Senators vow to finish investigation into faulty intelligence

Second phase of probe examines whether senior administration officials manipulated intelligence and pressured analysts to justify Iraq invasion.

The leaders of the Senate Intelligence Committee on Sunday reaffirmed their commitment to investigate whether the administration and policymakers exaggerated prewar intelligence on Iraq to justify an invasion, but did not offer any timeline for completing the probe.

The committee will complete the second phase of its investigation, Sens. Pat Roberts, R-Kan., and Jay Rockefeller, D-W.Va., said on NBC News' Meet the Press.

"I hope this doesn't take too long," Roberts said. "I'm more than happy to finish this, and I want to finish it, but we have other things that we need to do."

Roberts said other priority work for the committee includes Tuesday's confirmation hearing for John Negroponte to be the national intelligence director and next week's hearing for Air Force Lt. Gen. Michael Hayden to be the deputy national intelligence director.

The committee completed the first phase of its investigation last summer and found that the CIA incorrectly concluded that Iraq had weapons of mass destruction.

At the time, Roberts and Rockefeller said they were launching a second phase that would investigate whether senior Bush administration officials intentionally exaggerated information and pressured analysts in order to build a case for invading Iraq in 2003.

Rockefeller said he was especially interested in whether Douglas Feith, then-deputy undersecretary of Defense for policy, was operating an illegal intelligence operation from the Pentagon that circumvented traditional intelligence channels.

The Commission on the Intelligence Capabilities of the United States Regarding Weapons of Mass Destruction also concluded late last month that the intelligence community was "dead wrong" in almost all prewar judgments about Iraq's weapons of mass destruction.

The commission did not find any evidence that the intelligence community distorted evidence regarding Iraqi weapons or changed analytic judgments in response to political pressure to reach a particular conclusion.

Rockefeller, however, said the commission's report fell short because it did not investigate allegations that intelligence was hyped.

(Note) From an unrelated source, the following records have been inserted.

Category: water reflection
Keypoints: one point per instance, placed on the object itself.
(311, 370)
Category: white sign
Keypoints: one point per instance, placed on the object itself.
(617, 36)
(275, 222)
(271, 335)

The commission "did not have the authority to look into the use of intelligence, the hyping of intelligence, the misuse of intelligence, and thus half the report really has been left out," he said.

Roberts said the second phase of his committee's investigation has three parts. The first part compares public statements by administration officials before the invasion to what is now known about the intelligence.

The second part examines the intelligence work done under Feith. The third looks at prewar intelligence on the post-war insurgency in Iraq.

Roberts and Rockefeller both agreed that current and future intelligence needs to be carefully evaluated.

"Our committee has now determined that we're not going to take any intelligence at face value, we're going to be very proactive and very preemptive to look at the capabilities of the intelligence community on the tough threats that face our national security," Roberts said. "We've learned our lesson."